Rezension zu Steirerland von Claudia Rossbacher

Quelle: Cover + Klappentext: Gmeiner Verlag
MORD IM VULKANLAND  Sandra Mohrs Auszeit neigt sich dem Ende zu, als sie der Ruf des Chefinspektors Sascha Bergmann zu einem Leichenfund ereilt. Diensteifrig folgt die LKA-Ermittlerin diesem in ein Waldstück nahe Straden, um dort den verstümmelten Toten zu begutachten, dem beide Hände fehlen. Wenig später erfährt sie, dass es vor Kurzem einen ähnlichen Mord in der Nähe gab – der Leiche waren die Beine abgetrennt worden. Sandra befürchtet, dass der Täter bereits ein weiteres Opfer im Visier hat. Und sie soll recht behalten …


Meine Meinung:

Mittlerweile ist es der fünfte Fall den Sandra Mohr mit ihrem Kollegen Sascha Bergmann aufklären darf. Mir sind die Protagonisten mittlerweile vertraut und ans Herz gewachsen, da ich bereits 2 der Fälle im Vorfeld gelesen habe. Sandra ist meine Lieblingsprotagonistin, die eine wirklich fähige Ermittlerin ist. Aber ärgern musste ich mich gelegentlich über Bergmann, weil er immer wieder blöde Meldungen schiebt. Zusammen sind sie aber ein unschlagbares Team. Der Krimi war sehr spannend geschrieben und bis zum Schluss bin ich im dunklen getappt, wer der Mörder sein könnte. In der Mitte des Buches glaubt man zwar den Täter gefunden zu haben, aber das täuscht. So konnte ich wirklich bis zum Schluss noch mit Sandra mittüfteln und mitfiebern.

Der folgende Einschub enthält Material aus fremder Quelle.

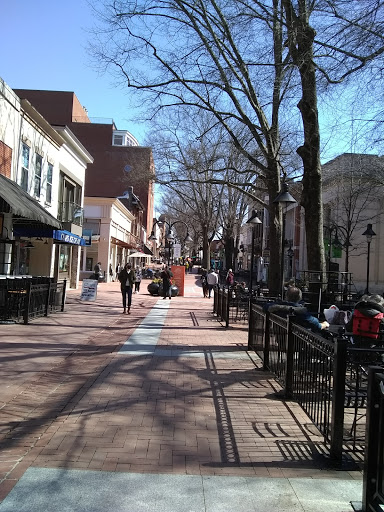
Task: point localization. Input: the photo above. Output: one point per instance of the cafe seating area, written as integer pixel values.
(23, 298)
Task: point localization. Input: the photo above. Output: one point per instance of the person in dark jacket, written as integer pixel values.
(292, 305)
(127, 278)
(166, 276)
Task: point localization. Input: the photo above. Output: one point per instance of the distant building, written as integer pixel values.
(119, 165)
(42, 173)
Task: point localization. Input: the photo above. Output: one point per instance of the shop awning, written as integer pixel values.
(59, 235)
(13, 199)
(66, 237)
(138, 255)
(147, 250)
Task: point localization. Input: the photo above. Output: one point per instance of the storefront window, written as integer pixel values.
(64, 258)
(89, 264)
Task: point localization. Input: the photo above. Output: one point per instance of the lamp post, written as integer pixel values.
(369, 233)
(169, 239)
(283, 198)
(290, 254)
(253, 220)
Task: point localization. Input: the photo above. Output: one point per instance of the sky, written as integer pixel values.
(43, 46)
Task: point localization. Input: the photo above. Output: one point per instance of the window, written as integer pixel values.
(38, 169)
(48, 196)
(24, 167)
(118, 140)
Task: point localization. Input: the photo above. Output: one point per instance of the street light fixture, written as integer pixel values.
(284, 198)
(253, 220)
(368, 233)
(169, 238)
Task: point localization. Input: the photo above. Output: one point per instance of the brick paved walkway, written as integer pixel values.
(79, 393)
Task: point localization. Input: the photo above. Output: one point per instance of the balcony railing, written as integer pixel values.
(71, 212)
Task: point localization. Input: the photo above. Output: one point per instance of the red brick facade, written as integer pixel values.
(115, 168)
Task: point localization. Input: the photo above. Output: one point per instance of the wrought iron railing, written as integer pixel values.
(326, 376)
(22, 299)
(373, 483)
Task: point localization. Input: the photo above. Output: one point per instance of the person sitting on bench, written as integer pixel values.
(292, 304)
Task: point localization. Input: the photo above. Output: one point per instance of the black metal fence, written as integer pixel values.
(229, 306)
(373, 480)
(25, 298)
(326, 376)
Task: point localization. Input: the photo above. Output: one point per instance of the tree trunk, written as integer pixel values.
(300, 39)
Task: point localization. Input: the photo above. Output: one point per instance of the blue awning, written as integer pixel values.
(66, 237)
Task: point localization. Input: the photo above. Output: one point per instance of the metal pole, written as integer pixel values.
(252, 261)
(282, 256)
(368, 255)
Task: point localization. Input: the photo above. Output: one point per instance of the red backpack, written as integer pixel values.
(367, 326)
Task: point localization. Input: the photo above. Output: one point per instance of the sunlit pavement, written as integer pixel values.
(160, 410)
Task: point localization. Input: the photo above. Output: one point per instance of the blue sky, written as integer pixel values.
(43, 46)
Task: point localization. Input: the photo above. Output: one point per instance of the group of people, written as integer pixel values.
(208, 282)
(130, 280)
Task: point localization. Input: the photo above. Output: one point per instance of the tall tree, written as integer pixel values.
(208, 56)
(236, 60)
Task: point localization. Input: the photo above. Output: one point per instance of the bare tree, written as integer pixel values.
(198, 55)
(236, 61)
(353, 192)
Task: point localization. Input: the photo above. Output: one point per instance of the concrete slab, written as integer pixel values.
(147, 334)
(61, 490)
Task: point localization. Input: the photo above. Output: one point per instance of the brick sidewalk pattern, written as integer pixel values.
(202, 405)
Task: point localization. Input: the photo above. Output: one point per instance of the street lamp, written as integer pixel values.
(290, 254)
(369, 233)
(253, 220)
(169, 239)
(284, 198)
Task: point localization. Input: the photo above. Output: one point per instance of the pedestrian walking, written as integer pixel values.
(230, 279)
(127, 278)
(212, 280)
(204, 283)
(166, 275)
(138, 278)
(97, 270)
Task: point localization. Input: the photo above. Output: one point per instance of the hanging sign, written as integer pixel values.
(89, 290)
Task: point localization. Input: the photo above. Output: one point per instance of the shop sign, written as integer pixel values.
(89, 290)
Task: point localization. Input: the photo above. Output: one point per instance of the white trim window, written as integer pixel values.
(38, 171)
(48, 197)
(118, 140)
(25, 153)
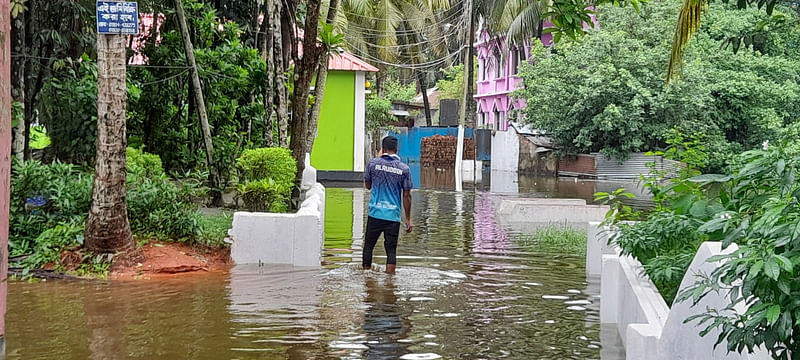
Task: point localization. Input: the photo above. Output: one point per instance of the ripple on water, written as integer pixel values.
(422, 356)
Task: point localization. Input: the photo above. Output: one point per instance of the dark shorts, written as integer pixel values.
(390, 231)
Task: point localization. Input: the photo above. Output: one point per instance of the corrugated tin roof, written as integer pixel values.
(347, 61)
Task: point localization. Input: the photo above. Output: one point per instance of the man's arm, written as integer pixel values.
(368, 176)
(407, 208)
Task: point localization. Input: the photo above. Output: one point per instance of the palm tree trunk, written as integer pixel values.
(267, 34)
(18, 82)
(213, 177)
(424, 89)
(280, 53)
(468, 105)
(107, 227)
(305, 70)
(319, 87)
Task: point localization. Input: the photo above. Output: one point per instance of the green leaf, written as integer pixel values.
(784, 262)
(710, 178)
(772, 269)
(784, 286)
(773, 313)
(755, 269)
(698, 209)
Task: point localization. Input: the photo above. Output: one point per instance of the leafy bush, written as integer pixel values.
(143, 164)
(159, 207)
(267, 178)
(757, 207)
(50, 202)
(42, 197)
(761, 213)
(665, 245)
(49, 245)
(69, 112)
(265, 163)
(397, 91)
(378, 112)
(264, 195)
(556, 239)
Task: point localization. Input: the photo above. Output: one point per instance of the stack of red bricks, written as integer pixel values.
(440, 151)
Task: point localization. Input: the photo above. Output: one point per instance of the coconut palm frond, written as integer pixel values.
(526, 24)
(688, 24)
(357, 7)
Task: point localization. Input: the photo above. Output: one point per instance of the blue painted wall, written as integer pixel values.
(410, 141)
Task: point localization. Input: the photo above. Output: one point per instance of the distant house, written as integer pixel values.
(338, 152)
(498, 66)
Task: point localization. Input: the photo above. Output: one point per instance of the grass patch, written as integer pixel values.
(215, 228)
(556, 239)
(39, 139)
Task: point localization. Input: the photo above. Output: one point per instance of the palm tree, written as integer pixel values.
(107, 227)
(689, 23)
(411, 32)
(518, 20)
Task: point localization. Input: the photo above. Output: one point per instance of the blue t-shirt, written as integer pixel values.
(389, 177)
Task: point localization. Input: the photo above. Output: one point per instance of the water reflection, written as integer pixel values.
(384, 324)
(465, 288)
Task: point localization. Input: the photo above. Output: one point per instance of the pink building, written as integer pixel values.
(498, 65)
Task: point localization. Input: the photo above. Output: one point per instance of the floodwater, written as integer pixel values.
(465, 288)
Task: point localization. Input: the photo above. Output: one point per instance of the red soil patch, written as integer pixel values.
(168, 258)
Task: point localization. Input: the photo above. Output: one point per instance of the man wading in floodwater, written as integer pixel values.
(387, 178)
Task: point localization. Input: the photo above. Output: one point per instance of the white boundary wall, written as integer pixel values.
(505, 150)
(293, 239)
(649, 329)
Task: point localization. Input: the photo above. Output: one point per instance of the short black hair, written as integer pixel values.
(389, 143)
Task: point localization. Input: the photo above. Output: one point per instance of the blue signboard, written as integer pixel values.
(117, 17)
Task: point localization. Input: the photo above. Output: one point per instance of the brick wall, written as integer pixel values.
(440, 151)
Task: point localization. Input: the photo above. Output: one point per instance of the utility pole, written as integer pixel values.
(5, 159)
(468, 13)
(201, 107)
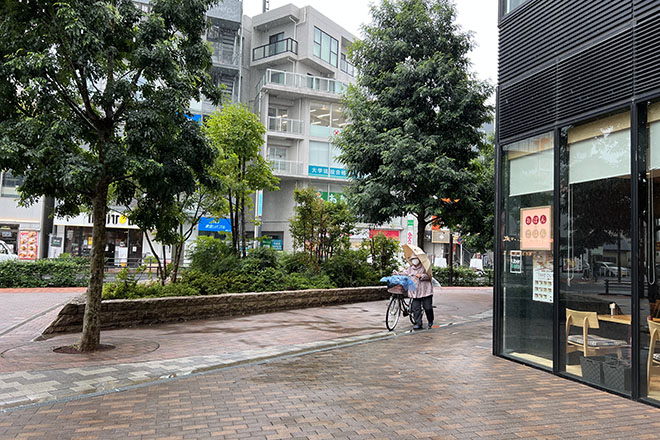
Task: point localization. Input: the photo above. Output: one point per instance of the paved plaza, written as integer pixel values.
(328, 381)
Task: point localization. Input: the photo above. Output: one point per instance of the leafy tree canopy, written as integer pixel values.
(93, 102)
(415, 114)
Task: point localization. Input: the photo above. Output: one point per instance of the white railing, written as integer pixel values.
(285, 125)
(306, 82)
(289, 167)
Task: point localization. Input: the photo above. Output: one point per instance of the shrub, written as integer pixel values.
(350, 269)
(463, 276)
(211, 255)
(260, 259)
(297, 262)
(59, 272)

Das hat großen Spaß gemacht. Schön fand ich, dass sich nebenbei auch noch eine Romanze bei Sandra angekündigt hat. So konnte man die Ermittlerin auch privat kennen lernen. Mir hat der Krimi wirklich gut gefallen, ich war gefesselt davon und hatte spannende Lesestunden. Frau Rossbacher hat die Tatorte und Leichen gut beschrieben, so dass ich mir bildlich alles gut vorstellen konnte, was bei diesen grausamen Morden nicht immer von Vorteil war. 


Mein Fazit: Ein spannender und kurzweiliger Krimi der von mir 5 Sterne bekommt.